Myth Number 2: Dale Weise Doesn’t Belong on The First Line
It seems to bother a lot of people that a player the type of Dale Weise gets first line minutes. People seem to think that a first line is superstar territory and should be reserved for the best players. Dale Weise shouldn’t be playing with Max Pacioretty.
Bob Errey is an NHL veteran who piled up 382 points in 895 games. His career best in points was 58 in 1988-89, 16 more points than his second career best of 42. Two years later, he won his first of two Stanley Cups, on Mario Lemieux’s left-wing.
Still in Pittsburgh, Pascal Dupuis has played to the right of Sidney Crosby since 2008. Nobody believes he would be a first line player anywhere else in the league. Crosby and Malkin are only paired together when they are in trouble and need a quick goal. Same for Toews and Kane, and Datsyuk and Zetterberg.

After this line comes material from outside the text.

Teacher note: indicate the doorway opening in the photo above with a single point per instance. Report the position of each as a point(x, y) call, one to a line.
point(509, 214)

Nikita Kucherov has 43 points so far this season yet Ryan Callahan is playing on Steven Stamkos’ right wing.
Get the Puck
Sometimes when you get too many superstars on a same line they just skate around and pass incessantly trying not to step on each other’s egos.
Max Pacioretty is the goal scorer on that line, just get him the puck. Dale Weise is a fast skater, can dish out big hits, and isn’t afraid to go in the corners to retrieve the puck. He has also shown that given the right set up, he has a shot that can beat NHL goalies. Most of all, he has an energy that is constant game after game. Something you can’t say about many other players on that team. Except maybe the guy he trades places with, Brendan Gallagher.
It is better to have a guy like Weise play with Pacioretty and distribute your offensive players on every line. Then when you need it you can whip out a super line with all your best players to get a goal.
Pacioretty and Weise have a good chemistry. Everyone knows their role and what they have to do and that’s the make up of a good line.